Dans ce cas, il y a la succession ordinaire et la succession dite anomale (bien provenant du retour conventionnel), ces biens réintégrant le patrimoine des ascendants donateurs, ils ne supportent pas de droit de succession.
Ceci dit, la modification de l'article 952 du Code civil, précise bien :
L'effet du droit de retour est de résoudre toutes les aliénations des biens et des droits donnés, et de faire revenir ces biens et droits au donateur, libres de toutes charges et hypothèques, exception l'hypothèque légale des époux si les autres biens de l'époux donataire ne suffisent pas à l'accomplissement de ce retour et que la donation a été faite par le contrat de mariage dont résultent ces charges et hypothèques.

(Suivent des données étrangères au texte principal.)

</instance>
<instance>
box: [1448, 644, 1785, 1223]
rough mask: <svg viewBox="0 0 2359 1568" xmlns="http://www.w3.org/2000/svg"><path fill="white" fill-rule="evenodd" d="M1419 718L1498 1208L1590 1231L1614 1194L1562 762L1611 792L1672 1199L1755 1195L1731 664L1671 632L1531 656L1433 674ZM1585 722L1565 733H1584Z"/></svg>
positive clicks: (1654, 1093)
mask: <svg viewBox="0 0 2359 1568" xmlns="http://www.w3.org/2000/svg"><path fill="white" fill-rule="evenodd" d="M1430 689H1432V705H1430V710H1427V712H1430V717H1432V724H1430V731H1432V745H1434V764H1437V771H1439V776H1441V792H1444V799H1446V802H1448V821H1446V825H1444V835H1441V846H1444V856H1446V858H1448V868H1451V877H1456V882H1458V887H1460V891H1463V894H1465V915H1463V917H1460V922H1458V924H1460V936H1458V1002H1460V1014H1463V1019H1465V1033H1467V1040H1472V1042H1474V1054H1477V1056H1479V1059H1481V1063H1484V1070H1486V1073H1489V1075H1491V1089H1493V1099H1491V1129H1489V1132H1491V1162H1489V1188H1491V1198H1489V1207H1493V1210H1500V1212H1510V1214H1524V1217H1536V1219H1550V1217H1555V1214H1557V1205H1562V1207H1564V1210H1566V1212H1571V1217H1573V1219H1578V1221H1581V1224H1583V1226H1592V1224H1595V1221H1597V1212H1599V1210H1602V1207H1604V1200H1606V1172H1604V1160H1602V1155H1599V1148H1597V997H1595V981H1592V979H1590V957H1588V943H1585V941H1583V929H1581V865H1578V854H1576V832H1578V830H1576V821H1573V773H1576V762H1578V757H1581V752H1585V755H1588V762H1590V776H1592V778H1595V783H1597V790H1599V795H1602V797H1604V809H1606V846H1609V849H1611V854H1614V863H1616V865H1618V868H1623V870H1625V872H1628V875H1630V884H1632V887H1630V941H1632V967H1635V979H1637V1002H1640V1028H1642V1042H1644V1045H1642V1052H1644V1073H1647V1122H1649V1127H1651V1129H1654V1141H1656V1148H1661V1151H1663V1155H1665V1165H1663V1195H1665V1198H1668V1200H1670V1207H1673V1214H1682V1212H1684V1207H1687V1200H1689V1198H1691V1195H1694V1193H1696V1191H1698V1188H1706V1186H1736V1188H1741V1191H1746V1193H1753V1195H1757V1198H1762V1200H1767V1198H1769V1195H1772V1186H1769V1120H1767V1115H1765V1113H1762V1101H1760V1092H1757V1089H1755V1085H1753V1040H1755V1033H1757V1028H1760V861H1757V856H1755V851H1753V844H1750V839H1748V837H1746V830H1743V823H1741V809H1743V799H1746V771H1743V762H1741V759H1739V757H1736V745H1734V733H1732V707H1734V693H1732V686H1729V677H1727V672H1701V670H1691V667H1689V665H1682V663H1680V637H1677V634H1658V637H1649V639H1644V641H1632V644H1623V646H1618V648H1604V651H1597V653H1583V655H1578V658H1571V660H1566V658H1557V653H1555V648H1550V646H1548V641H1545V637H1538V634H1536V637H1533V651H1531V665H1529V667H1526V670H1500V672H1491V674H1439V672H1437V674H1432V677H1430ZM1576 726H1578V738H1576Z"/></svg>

Pour la succession dite ordinaire, les droits du conjoint survivant ont été augmentés à la suite de la loi du 3 décembre 2001, entrée en vigueur après le 1er juillet 2002, mais ce renforcement des droits du conjoint survivants ne peut concerner que les biens "ordinaires" et aucune manière les biens touchés par le retour conventionnel "succession anomale", on parle de succession anomale car il s'agit d'une anomalie de la succession.
Précédemment, il existait le retour légal, (article 747 du Code civil) qui a été supprimé par la loi du 3 janvier 1972, mais ce retour légal existe toujours pour les donations dressées AVANT l'entrée en vigueur de la loi du 3 janvier 1972.